Что здесь началось. Окуни, иногда килограммовые, и неплохие судачки клевали попеременно. Блесна едва натягивала леску, как следовал удар судака или кошачье царапание окуня. Если вдруг минуту не было поклевки, мы высверливали рядом новые лунки, и клев продолжался. Вернее, это был настоящий жор, тот самый, на который мечтает попасть каждый рыбак. Иногда на крючок садилась полукилограммовая плотва.
— Вот это плотва!— восторженно и удивленно восклицал я.
— Какая плотва, сорога это,— поправлял Анатолий Федорович.
«А это что-то серьезное»,— подумал я, почувствовав сильное сопротивление рыбы.
В лунке показался лещ, который с трудом протискивался в узкое горло. Это был килограммовый красавец серебристо-белого цвета, какие бывают только на Белом озере.
Бросив удочку, я вновь забурился и краем глаза увидел, как моя снасть ползет к краю лунки, там-то я и поймал ее. Это было поразительно: хищник клевал на неподвижную блесну.
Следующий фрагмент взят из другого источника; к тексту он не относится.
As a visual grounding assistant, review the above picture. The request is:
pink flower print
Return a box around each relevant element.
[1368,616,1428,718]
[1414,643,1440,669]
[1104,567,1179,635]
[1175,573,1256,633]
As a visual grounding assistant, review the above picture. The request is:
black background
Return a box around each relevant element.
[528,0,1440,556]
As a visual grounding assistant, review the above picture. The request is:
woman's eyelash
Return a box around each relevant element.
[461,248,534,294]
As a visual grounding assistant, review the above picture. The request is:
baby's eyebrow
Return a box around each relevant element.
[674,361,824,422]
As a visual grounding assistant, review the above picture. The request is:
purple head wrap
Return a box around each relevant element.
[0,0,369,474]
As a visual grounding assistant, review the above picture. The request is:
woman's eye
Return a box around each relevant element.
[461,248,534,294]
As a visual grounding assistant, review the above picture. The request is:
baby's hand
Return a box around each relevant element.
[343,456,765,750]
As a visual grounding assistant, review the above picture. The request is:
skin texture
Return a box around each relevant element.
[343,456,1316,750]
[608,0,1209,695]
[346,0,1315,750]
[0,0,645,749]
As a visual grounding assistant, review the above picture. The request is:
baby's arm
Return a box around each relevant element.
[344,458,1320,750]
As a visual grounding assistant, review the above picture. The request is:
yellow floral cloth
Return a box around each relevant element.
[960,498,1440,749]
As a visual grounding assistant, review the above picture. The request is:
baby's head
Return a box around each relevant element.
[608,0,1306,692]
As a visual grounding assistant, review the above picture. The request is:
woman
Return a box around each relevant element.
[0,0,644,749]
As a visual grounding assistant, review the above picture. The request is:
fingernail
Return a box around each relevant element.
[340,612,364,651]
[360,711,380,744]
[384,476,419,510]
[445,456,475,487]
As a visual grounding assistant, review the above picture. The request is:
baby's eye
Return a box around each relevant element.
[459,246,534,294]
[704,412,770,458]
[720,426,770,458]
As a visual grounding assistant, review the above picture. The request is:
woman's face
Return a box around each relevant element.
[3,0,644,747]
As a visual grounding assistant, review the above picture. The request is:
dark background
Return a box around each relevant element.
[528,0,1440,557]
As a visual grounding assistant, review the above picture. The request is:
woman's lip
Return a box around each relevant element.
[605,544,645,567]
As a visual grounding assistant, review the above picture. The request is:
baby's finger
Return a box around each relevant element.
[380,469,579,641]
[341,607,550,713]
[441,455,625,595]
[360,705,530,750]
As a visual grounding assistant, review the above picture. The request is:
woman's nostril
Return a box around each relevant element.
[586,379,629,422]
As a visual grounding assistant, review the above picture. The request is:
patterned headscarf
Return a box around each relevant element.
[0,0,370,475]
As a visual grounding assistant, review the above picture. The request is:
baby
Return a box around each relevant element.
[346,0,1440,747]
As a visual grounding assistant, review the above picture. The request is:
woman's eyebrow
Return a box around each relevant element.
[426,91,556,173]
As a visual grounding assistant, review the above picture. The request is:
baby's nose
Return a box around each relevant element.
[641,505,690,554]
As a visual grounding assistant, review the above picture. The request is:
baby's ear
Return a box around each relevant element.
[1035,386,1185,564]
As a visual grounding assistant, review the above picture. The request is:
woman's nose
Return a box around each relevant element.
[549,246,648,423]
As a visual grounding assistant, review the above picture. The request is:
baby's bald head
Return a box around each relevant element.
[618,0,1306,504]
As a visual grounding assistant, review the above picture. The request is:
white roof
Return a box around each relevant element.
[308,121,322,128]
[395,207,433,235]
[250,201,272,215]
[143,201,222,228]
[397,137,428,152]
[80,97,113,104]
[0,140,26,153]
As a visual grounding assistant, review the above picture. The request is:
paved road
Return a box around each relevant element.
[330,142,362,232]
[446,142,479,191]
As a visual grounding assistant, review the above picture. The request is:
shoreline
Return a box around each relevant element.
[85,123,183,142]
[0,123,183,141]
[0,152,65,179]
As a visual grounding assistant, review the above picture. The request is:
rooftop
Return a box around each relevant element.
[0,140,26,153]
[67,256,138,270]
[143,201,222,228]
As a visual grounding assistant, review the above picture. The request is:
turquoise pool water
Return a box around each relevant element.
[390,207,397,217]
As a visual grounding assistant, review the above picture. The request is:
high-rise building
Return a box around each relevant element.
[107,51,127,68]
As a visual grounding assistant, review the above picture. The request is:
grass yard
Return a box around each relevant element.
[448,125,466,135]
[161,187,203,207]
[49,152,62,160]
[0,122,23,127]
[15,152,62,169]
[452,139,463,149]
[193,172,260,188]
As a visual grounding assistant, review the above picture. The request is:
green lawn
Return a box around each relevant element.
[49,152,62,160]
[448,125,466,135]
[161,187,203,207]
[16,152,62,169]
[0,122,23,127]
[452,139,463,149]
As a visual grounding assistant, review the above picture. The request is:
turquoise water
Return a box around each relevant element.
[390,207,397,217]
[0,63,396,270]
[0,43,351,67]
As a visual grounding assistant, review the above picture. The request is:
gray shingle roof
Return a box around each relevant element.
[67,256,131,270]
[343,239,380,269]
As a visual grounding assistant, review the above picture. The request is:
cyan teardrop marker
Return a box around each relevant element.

— Борис, помоги!— внезапно выпалил Стефанович. Он растеряно стоял над лункой с натянутой леской, не зная, что предпринять. Скинув куртку, я запустил руку в лунку, пытаясь нащупать что-либо под почти метровым льдом. Кончики пальцев ощутили голову рыбы, она стояла горизонтально, предотвращая всякую возможность завести себя в лунку. Но мне все-таки удалось ухватить ее за что-то, и через мгновение крупная щука билась на льду. Первое, что бросилось в глаза, это поперечные желтые полосы на темно-зеленом теле, а не крапинки, которые бывают у щук средней полосы.
Поздно вечером на пляже Белозерска мы загружали снегоход на бортовой УАЗик. За день солнце серьезно изменило обстановку на озере. Увеличилась закраина и появились промоины. Завтрашний выезд на рыбалку был под вопросом.
— Между тем, местные рыбаки также возвращались домой с озера. Один из них лихо вышагивал прямо к образовавшейся промоине. Мы заорали:
— Стой, там вода!
Но он уже по пояс плюхнулся в полынью.
Выйдя на берег, он сел на ящик, разделся и стал выжимать одежду.
Тем временем новый камикадзе направился к той же промоине и очутился в ней.
— Ты что, не видел воды, что ли?— спросили мы у незадачливого рыбака, выжимающего, как и первый, одежду.
— Пошто не видел, видел,— лукаво щурясь, отвечал он.
— Так что же тогда?
— Что же? Известное дело. Баба-то, поди, бутылочку поставит. Раз провалился, надо-то мужика пожалеть.
И это правда, кто же, как не жена, пожалеет мужа-рыбака, отправит в баньку погреться, да еще и ушицы сварит, такой, которой нигде нет в мире.